Let’s take a look at GLBP in action, using the default load balancing of round-robin.  Host1 will send 1 ping packet, at that point ND will occur for the default router of FE80::100 which was set as the GLBP virutal ipv6 address on the interface ‘glbp 1 ipv6 FE80::100′. First packet will be sent with MAC of Forwarder 1 on R1 and the second packet, after we clear ipv6 neighbors’, will be sent with the MAC of Forwarder 2 on R2 because of the default load balancing configuration of round-robin.

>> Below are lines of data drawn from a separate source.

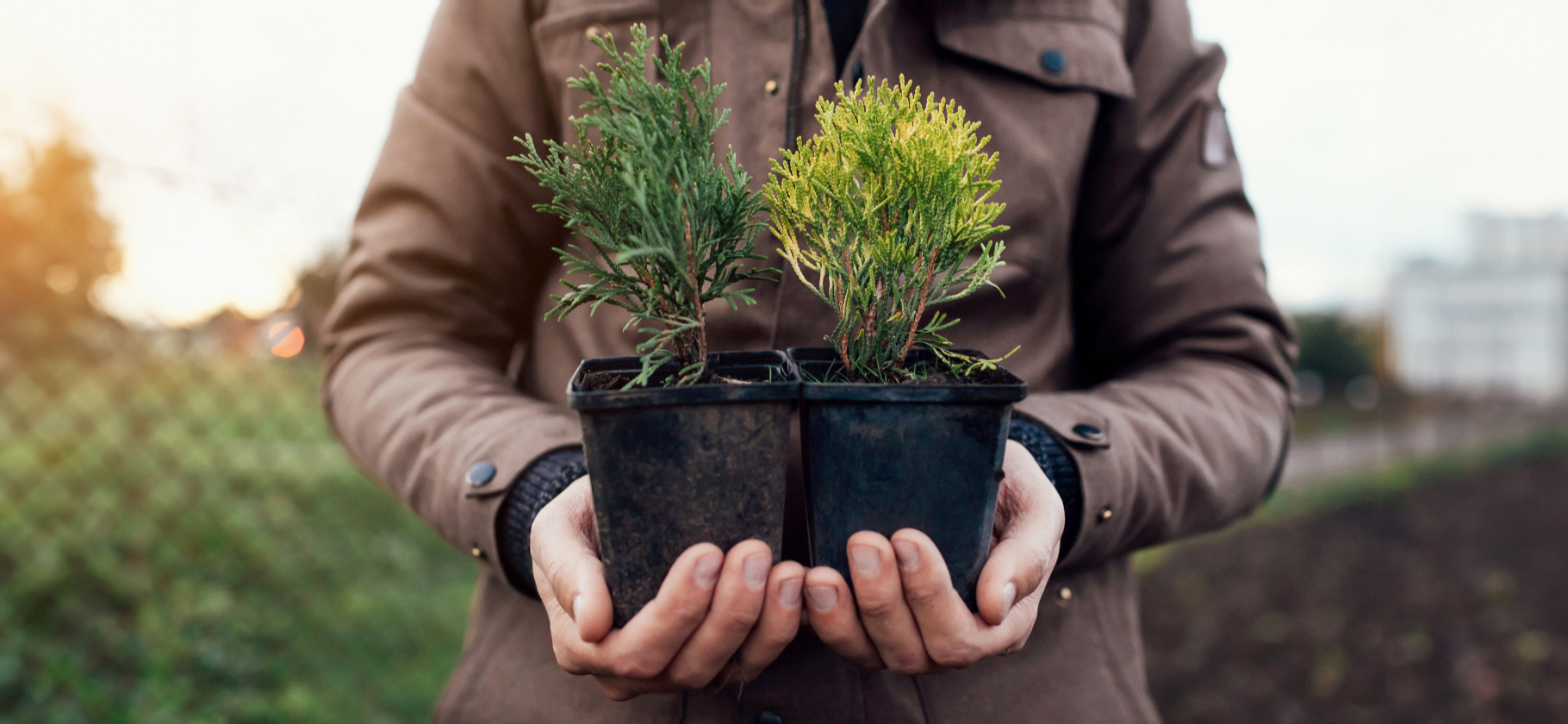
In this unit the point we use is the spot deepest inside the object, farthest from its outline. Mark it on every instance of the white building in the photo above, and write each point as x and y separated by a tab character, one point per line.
1496	327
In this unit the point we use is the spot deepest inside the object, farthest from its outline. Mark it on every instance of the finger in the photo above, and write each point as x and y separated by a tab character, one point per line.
1028	541
780	621
650	641
879	596
1015	572
566	568
952	635
737	603
830	610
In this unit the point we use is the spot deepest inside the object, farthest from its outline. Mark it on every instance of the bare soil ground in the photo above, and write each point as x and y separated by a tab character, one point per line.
1445	603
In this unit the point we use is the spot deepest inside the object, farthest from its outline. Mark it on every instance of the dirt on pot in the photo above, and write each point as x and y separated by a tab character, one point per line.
602	381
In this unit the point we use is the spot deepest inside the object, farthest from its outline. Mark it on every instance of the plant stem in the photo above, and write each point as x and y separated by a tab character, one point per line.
925	293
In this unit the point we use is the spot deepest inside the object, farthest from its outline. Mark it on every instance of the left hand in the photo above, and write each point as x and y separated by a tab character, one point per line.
906	616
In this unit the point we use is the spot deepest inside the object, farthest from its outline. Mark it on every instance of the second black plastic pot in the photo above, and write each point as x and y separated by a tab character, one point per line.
678	465
889	457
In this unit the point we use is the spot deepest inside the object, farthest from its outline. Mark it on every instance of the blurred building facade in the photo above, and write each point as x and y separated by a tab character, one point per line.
1493	327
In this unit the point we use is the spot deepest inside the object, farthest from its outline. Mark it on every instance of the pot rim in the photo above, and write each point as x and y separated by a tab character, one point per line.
786	389
881	392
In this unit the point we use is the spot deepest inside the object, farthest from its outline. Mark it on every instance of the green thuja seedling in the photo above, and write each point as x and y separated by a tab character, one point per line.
669	226
879	215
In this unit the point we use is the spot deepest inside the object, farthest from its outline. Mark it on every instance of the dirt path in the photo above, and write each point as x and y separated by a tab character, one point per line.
1445	605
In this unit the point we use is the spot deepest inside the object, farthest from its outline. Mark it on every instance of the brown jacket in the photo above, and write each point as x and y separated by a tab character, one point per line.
1132	283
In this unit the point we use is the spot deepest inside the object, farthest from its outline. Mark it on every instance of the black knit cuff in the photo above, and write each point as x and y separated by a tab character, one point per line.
1062	471
535	488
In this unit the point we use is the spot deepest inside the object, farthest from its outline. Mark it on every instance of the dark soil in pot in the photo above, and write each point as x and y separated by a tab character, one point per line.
923	455
678	465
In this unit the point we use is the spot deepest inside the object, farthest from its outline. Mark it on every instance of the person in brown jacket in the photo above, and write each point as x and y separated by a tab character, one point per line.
1159	367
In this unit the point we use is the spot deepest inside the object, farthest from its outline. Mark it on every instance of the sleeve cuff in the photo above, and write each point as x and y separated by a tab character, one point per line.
533	488
1062	471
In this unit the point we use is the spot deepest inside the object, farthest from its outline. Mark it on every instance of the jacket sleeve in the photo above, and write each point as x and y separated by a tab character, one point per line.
1185	358
445	262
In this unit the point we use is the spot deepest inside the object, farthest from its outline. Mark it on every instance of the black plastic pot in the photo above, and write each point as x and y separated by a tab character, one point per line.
889	457
678	465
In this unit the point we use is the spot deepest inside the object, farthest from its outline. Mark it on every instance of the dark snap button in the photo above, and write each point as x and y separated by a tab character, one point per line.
1053	61
480	474
1088	431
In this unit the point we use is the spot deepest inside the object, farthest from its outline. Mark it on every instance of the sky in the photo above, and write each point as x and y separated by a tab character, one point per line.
235	138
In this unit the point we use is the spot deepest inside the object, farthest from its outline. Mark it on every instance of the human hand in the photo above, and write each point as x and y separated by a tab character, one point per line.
910	618
717	618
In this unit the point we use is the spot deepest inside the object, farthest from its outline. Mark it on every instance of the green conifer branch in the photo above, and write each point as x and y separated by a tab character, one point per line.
669	228
879	214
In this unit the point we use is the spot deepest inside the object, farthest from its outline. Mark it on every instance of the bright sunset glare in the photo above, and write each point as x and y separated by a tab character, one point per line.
235	138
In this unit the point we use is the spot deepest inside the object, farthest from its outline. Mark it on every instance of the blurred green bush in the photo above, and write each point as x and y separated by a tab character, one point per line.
181	540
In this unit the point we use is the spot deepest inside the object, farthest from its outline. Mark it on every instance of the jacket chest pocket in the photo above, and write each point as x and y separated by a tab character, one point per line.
566	49
1036	78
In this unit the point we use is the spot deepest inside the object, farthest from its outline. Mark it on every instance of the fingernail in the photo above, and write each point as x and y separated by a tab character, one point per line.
864	559
789	593
755	571
908	555
822	597
706	571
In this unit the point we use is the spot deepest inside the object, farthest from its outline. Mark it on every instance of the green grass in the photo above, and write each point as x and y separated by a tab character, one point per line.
183	541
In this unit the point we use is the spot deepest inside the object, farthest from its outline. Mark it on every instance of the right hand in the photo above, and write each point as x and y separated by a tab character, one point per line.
717	618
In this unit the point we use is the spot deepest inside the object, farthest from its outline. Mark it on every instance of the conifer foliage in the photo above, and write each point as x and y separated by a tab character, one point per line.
879	214
669	226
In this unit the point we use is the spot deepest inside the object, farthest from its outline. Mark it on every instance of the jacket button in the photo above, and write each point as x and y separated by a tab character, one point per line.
1088	433
1053	61
480	474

HOST1#sh ipv6 int f0/0 | i router
Default router is FE80::100 on FastEthernet0/0

HOST1#sh ipv6 neighbors

HOST1#ping 4444::4 r 1

Type escape sequence to abort.
Sending 1, 100-byte ICMP Echos to 4444::4, timeout is 2 seconds:
!
Success rate is 100 percent (1/1), round-trip min/avg/max = 92/92/92 ms

HOST1#
ICMPv6-ND: DELETE -> INCMP: FE80::100
ICMPv6-ND: Sending NS for FE80::100 on FastEthernet0/0
ICMPv6-ND: Received NA for FE80::100 on FastEthernet0/0 from FE80::100
ICMPv6-ND: Neighbour FE80::100 on FastEthernet0/0 : LLA 0007.b400.0101
ICMPv6-ND: INCMP -> REACH: FE80::100
ICMPv6-ND: Received NA for FE80::100 on FastEthernet0/0 from FE80::100
ICMPv6-ND: Received RA from FE80::100 on FastEthernet0/0

HOST1#sh ipv6 neighbors fe80::100
IPv6 Address                              Age Link-layer Addr State Interface
FE80::100                                   1 0007.b400.0101  STALE Fa0/0

HOST1#clear ipv6 neighbors
ICMPv6-ND: STALE -> DELETE: FE80::222:22FF:FE22:2222
ICMPv6-ND: STALE -> DELETE: FE80::211:11FF:FE11:1111
ICMPv6-ND: STALE -> DELETE: FE80::100

HOST1#sh ipv6 neighbors fe80::100

HOST1#ping 4444::4 r 1

Type escape sequence to abort.
Sending 1, 100-byte ICMP Echos to 4444::4, timeout is 2 seconds:
!
Success rate is 100 percent (1/1), round-trip min/avg/max = 88/88/88 ms

HOST1#
ICMPv6-ND: DELETE -> INCMP: FE80::100
ICMPv6-ND: Sending NS for FE80::100 on FastEthernet0/0
ICMPv6-ND: Received NA for FE80::100 on FastEthernet0/0 from FE80::100
ICMPv6-ND: NA has no link-layer option
ICMPv6-ND: Received NA for FE80::100 on FastEthernet0/0 from FE80::100
ICMPv6-ND: Neighbour FE80::100 on FastEthernet0/0 : LLA 0007.b400.0102
ICMPv6-ND: INCMP -> REACH: FE80::100

HOST1#sh ipv6 int f0/0 | i router
Default router is FE80::100 on FastEthernet0/0

HOST1#sh ipv6 neighbors fe80::100

HOST1#sh ipv6 neighbors fe80::100
IPv6 Address                              Age Link-layer Addr State Interface
FE80::100                                   0 0007.b400.0102  STALE Fa0/0

GLBP SUMMARY

IPv4

• multicast address 224.0.0.102, UDP port 3222
• multiple virtual MAC addresses starting with 0007.b400.0101

IPv6

• multicast address FF02::66, UDP port 3222
• multiple virtual MAC addresses starting with 0007.b400.0101

Wireshark captures view online with CloudShark

WRAP UP

Quick conculsion seems they changed more in HSRP than GLBP to get it ready and working with IPv6. The devil is in the details of IPv6 ICMPv6 Neighbor Discovery as you will see the more you dig into IPv6.